2016.08.10 Wednesday
暑い夏の日に
いつの日も暑く、広島と長崎は、滴る汗の中であの日を迎えてきた。日陰のない灼熱とも思える夏の日の広場に立って、業火に焼かれる人々の、耐え難い思いの爪ほどでも共有するという、ただひたすらに、その思いの中で広場に立ち続けてきていく年を経てきた。、
年を重ね、広場に立たなくなって久しい。そして、その日の時刻にテレビの前に立って祈る。
悪天候によって、北九州の小倉に原爆が落とされなかったという事実、そして、それが長崎に悲劇を生んで、母と子を焼いたという事実。かって、アメリカとインドの女性と3人で長崎を旅し、広場に立って母と子の像を目にしたときに突然こみあげてきた思いに号泣し、2人を戸惑わせたことが思い出された。

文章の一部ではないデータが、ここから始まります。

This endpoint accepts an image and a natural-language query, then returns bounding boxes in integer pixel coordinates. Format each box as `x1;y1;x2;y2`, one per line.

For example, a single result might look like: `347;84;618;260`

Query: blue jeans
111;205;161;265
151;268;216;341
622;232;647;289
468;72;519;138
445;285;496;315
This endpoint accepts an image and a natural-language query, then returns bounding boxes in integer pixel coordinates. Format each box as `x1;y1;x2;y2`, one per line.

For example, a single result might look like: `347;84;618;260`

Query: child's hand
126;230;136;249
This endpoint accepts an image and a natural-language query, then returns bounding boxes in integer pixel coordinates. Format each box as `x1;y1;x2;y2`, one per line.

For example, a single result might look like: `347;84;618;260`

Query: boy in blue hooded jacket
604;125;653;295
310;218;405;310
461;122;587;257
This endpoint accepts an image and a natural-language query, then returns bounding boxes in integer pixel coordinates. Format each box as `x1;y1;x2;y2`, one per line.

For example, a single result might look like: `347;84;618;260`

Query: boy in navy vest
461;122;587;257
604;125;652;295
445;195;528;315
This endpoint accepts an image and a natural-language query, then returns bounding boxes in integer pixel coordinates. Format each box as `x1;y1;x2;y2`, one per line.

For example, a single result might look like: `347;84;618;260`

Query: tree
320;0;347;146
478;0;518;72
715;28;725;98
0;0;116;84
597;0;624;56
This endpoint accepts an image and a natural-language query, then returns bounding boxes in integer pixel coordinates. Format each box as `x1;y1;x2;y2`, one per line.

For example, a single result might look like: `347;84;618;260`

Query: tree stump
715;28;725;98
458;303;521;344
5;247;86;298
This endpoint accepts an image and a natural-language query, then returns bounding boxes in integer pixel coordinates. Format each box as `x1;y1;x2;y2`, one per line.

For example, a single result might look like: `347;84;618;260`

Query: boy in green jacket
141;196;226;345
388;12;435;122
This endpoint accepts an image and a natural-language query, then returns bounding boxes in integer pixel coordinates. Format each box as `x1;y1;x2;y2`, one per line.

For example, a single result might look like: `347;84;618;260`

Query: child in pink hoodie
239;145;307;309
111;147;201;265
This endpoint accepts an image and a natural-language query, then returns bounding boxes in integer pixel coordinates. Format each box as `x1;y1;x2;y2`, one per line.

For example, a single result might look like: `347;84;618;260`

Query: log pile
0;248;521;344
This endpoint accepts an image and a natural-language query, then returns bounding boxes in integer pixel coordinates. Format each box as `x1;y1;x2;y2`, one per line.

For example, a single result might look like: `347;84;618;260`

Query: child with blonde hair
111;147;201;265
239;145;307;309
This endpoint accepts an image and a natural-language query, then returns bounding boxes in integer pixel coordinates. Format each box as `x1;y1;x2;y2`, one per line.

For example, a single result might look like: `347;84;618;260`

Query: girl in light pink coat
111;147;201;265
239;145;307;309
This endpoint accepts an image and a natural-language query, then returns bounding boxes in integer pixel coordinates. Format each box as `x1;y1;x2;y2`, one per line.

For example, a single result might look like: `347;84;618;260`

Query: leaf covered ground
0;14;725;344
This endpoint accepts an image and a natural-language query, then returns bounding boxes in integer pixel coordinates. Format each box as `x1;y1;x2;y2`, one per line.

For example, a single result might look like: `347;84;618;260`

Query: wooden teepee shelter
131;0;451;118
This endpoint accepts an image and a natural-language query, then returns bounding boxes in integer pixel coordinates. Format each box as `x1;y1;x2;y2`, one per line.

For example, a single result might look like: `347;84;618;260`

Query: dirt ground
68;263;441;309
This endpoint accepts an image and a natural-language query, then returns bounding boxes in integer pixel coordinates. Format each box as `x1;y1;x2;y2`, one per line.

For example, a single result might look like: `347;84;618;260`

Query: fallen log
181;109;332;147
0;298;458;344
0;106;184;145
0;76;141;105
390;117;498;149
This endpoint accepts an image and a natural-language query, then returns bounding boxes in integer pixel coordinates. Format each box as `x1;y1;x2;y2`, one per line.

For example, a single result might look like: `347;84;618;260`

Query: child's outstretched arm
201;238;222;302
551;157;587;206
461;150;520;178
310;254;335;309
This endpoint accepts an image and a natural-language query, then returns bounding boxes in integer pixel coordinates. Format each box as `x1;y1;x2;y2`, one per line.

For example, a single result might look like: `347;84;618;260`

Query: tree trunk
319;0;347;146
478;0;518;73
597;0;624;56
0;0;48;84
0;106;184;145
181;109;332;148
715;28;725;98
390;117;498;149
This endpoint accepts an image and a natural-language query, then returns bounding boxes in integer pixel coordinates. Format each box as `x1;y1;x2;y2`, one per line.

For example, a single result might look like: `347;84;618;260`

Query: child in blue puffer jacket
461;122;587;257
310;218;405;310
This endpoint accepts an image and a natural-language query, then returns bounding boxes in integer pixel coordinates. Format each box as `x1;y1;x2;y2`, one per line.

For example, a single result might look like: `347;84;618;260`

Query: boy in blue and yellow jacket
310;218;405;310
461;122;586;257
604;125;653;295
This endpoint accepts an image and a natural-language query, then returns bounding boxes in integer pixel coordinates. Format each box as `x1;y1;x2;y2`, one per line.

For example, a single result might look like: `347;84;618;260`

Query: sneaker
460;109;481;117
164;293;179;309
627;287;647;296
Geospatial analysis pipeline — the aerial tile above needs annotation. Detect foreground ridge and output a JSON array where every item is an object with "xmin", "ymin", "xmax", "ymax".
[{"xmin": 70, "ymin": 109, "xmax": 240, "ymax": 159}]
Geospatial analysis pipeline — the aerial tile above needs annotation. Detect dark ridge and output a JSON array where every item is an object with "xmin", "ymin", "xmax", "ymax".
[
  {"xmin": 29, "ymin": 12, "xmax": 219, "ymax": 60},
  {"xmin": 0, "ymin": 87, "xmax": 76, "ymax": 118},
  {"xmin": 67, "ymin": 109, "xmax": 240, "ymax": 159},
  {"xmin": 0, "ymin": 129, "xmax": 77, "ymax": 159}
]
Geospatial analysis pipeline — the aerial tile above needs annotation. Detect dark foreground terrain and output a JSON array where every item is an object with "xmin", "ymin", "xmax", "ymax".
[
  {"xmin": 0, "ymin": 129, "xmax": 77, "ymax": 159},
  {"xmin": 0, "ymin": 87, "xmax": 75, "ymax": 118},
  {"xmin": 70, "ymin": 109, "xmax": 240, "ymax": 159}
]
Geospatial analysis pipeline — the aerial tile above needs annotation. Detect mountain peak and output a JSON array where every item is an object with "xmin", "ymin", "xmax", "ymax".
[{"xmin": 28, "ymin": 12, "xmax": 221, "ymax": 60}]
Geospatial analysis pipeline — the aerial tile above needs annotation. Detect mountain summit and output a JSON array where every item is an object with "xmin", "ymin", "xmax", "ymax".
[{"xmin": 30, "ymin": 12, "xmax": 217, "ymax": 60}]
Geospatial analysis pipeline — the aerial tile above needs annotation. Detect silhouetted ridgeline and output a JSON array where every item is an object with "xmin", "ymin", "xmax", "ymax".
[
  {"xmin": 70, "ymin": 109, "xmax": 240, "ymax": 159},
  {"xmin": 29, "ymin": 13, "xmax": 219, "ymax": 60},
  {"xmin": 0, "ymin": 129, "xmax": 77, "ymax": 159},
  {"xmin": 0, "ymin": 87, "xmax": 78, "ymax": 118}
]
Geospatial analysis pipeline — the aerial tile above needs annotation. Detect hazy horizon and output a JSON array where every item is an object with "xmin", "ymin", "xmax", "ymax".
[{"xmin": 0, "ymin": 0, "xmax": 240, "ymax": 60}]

2人は何も言わず、ただ黙って私が落ち着くのを待っていた。
そして2人は、そっと私を抱いた。
戦争という最悪の悪が、個々の人間の心と人生とを奪って、なお、影を落とそうと構える。
為政者の思惑を飲み込んで、母子像も千羽鶴も厳然とそこにある。戦争という最悪の悪を飲み込んで立つ。
灼熱の広場に、願いを込めて祈る心を、救い上げる明日であって欲しいと願わずにいられない。